Tlingit is distantly related to the Athabaskan–Eyak group to form the Na-Dene family, also known as Athabaskan–Eyak–Tlingit (AET). With Jeff Leer's 2010 advances, the reconstructions of Na-Dene (or Athabascan–Eyak–Tlingit) consonants, this latter grouping is considered by Alaskan linguists to be a well-demonstrated family. Because both Tlingit and Eyak are fairly remote from the Athabaskan languages in terms of their sound systems, comparison is usually done between them and the reconstructed Proto-Athabaskan language. This resembles both Tlingit and Eyak much more than most of the daughter languages in the Athabaskan family.

Although Ethnologue still gives the Athabaskan family as a relative of Haida in their definition of the Na-Dene family, linguists who work actively on Athabaskan languages discount this position. The Alaska Native Language Center, for example, takes the position that recent improved data on Haida have served to conclusively disprove the Haida-inclusion hypothesis. Haida has been determined to be unrelated to Athabaskan languages.

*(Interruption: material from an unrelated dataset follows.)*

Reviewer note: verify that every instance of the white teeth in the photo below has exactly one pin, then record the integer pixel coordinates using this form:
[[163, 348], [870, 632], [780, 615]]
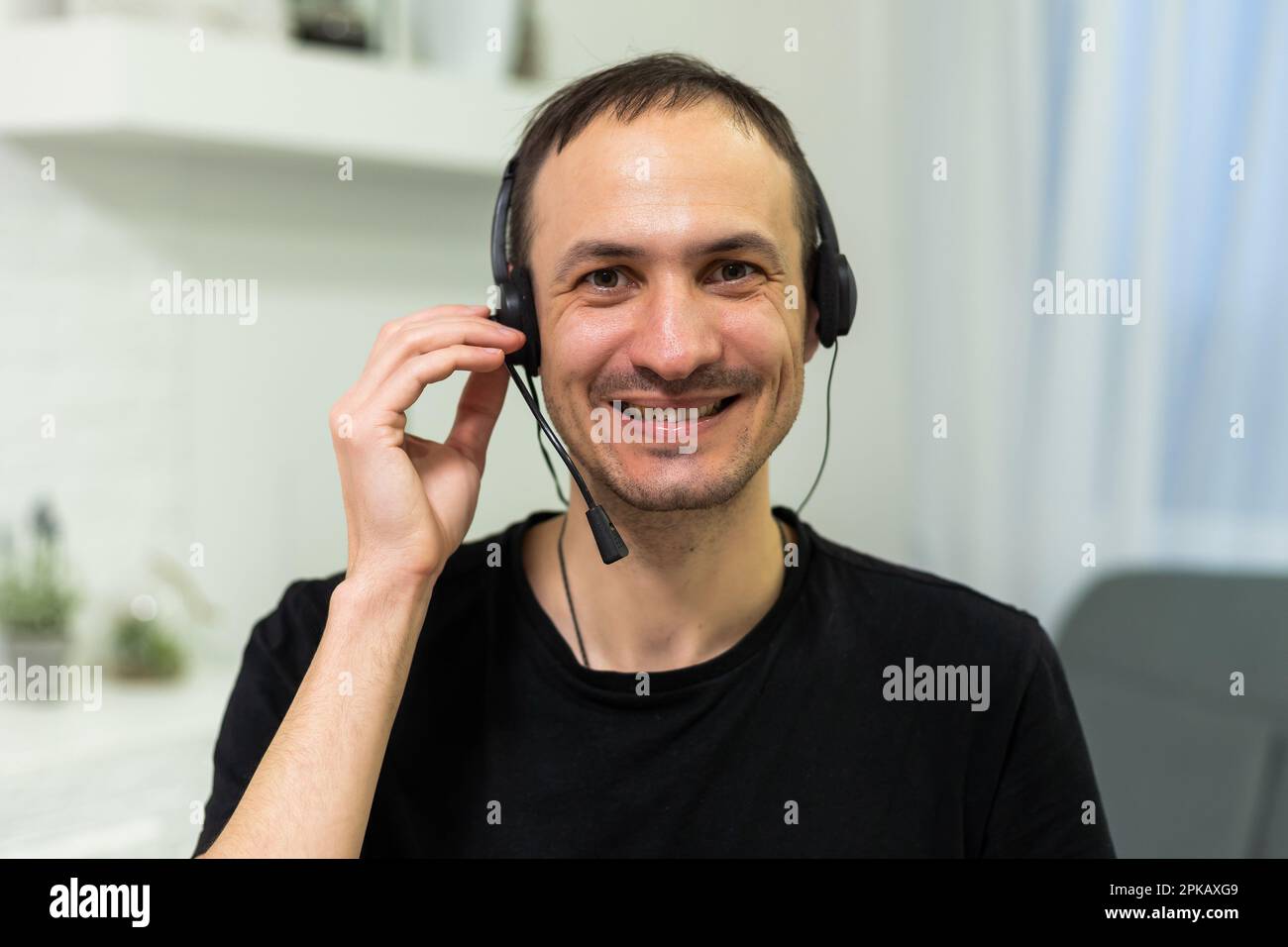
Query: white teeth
[[681, 412]]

A symposium in Alaska in February 2008 included papers on the Yeniseian and Na-Dené families. Edward Vajda of Western Washington University summarized ten years of research, based on verbal morphology and reconstructions of the proto-languages, indicating that these languages might be related.

==Internal classification==
The internal structure of the Athabaskan language family is complex, and its exact shape is still a hotly debated issue among experts. The conventional three-way split into Northern, Pacific Coast, and Southern is essentially based on geography and the physical distribution of Athabaskan peoples rather than sound linguistic comparisons. Despite this inadequacy, current comparative Athabaskan literature demonstrates that most Athabaskanists still use the three-way geographic grouping rather than any of the proposed linguistic groupings given below, because none of them has been widely accepted. This situation will presumably change as both documentation and analysis of the languages improves.

===Overview===
Besides the traditional geographic grouping described previously, there are a few comparatively based subgroupings of the Athabaskan languages. Below the two most current viewpoints are presented.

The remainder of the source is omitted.